Lying on thin sleeping mats beneath a giant plastic tree, with joggers
pounding on treadmills the other side of a glass partition, the
refugees poured out their frustration, as much with their own
government as with North Korea’s. “Why do they have to bring that
aircraft carrier here?” asked Seo Hyeon. “We are in the middle. It’s
been like this for ever – they are not protecting us properly.”
The ambiguity of this complaint – wanting protection and strong action
from the government, but also fearing its consequences, along with a
deep distrust of the United States – pretty much sums up South Korea’s
dilemma. However much the North may attack South Korea’s “outrageous
provocations,” those are, in fact, Pyongyang’s speciality. In March, it
attacked a South Korean naval ship, killing 46 sailors.
Further in the past, it has also landed commandos by submarine on the
South Korean coast; bombed a South Korean airliner, killing 115;
assassinated four South Korean cabinet ministers; attempted to kill the
then President (three times); and succeeded in killing his wife. After
each outrage, South Korean leaders have promised fire-and-brimstone
retaliation; after each, they have done little or nothing. Kang
Won-taek, professor of politics at Seoul National University, says:
“North Korea has nothing to lose, while we have everything to lose.
[President] Lee has no choice but to soften his tone to keep this
country peaceful. It is not an appealing choice, but it is the only
realistic choice.”
Seoul is itself only a few miles further from the North than Yeonpyeong
island: it’s as if, in the Cold War, the Soviet Union began at St
Albans. The capital’s 19 million people are comfortably within range of
the same artillery that fired on Yeonpyeong; the roads north of the
city are lined with exploding bridges and concrete blocks to hold back
North Korean tanks.
The conventional wisdom is that this latest crisis will end like all
the others. The South will do nothing to escalate the conflict. Nor
will Pyongyang; its famously rabid rhetoric will prove as empty as
always. North Korea’s dictator, Kim Jong-il, in this theory, is merely
trying to boost his twentysomething heir, Kim Jong-un, or win more food
aid for his starving people, or get some sort of deal which he can
trade for nuclear concessions. China, Pyongyang’s closest ally, will
keep it from doing anything too stupid.
The trouble is, the conventional wisdom could be wrong. If North Korea
does make some further attack, today or soon, it may now be impossible
for the South not to retaliate. And for all the North’s rhetoric, its
actual provocations do appear to be increasing in both frequency and
intensity. The idea that you can do some sort of deal with Pyongyang is
empirically wrong; on its nuclear programme, it has never kept its
promises. And China has criticised the US carrier deployment too.

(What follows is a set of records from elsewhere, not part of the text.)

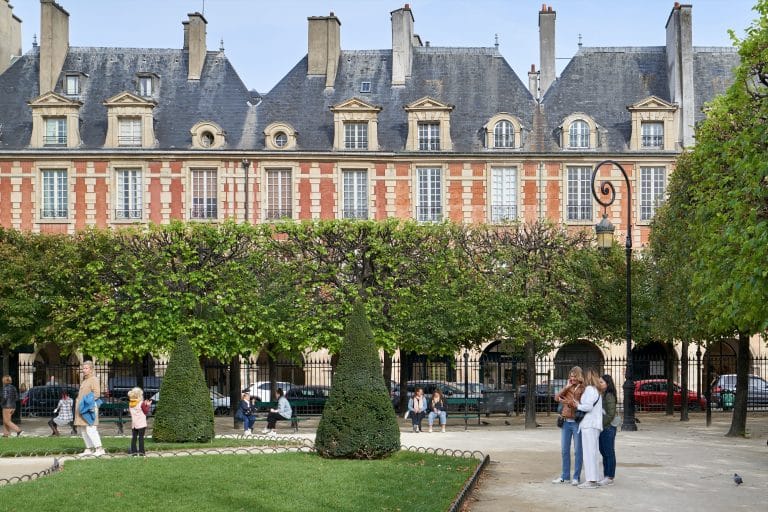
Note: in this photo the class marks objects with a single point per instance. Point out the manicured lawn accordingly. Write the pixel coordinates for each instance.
(32, 446)
(290, 482)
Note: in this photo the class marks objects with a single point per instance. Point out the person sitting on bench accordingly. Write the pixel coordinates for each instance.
(283, 412)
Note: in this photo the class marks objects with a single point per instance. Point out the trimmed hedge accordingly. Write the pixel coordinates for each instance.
(184, 413)
(358, 420)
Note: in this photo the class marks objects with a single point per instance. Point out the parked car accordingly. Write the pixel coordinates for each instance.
(651, 394)
(42, 400)
(261, 391)
(757, 390)
(118, 387)
(219, 402)
(315, 395)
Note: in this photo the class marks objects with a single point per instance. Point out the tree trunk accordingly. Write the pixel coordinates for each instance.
(684, 382)
(739, 418)
(530, 384)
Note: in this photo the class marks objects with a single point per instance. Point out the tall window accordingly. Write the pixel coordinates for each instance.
(430, 195)
(204, 203)
(55, 194)
(503, 135)
(579, 194)
(279, 194)
(578, 134)
(652, 135)
(128, 204)
(355, 194)
(503, 194)
(355, 135)
(129, 133)
(55, 131)
(653, 183)
(145, 86)
(72, 85)
(429, 136)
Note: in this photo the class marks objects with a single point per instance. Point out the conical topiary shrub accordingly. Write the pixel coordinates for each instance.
(358, 420)
(184, 413)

Nikolas Gvosdev, of the Globalsecurity think-tank, says: “The North
Korean volcano’s past dormancy these many years is no guarantee of
future quiet. If these incidents were a test by the North Koreans of
the South’s resolve - and of Washington’s willingness to become
involved – will the lack of a forceful response be seen as a prudent
measure, or as weakness?”
Today and for the next few weeks, South Korea and the world can only
hope that Pyongyang does not decide on a further test of resolve.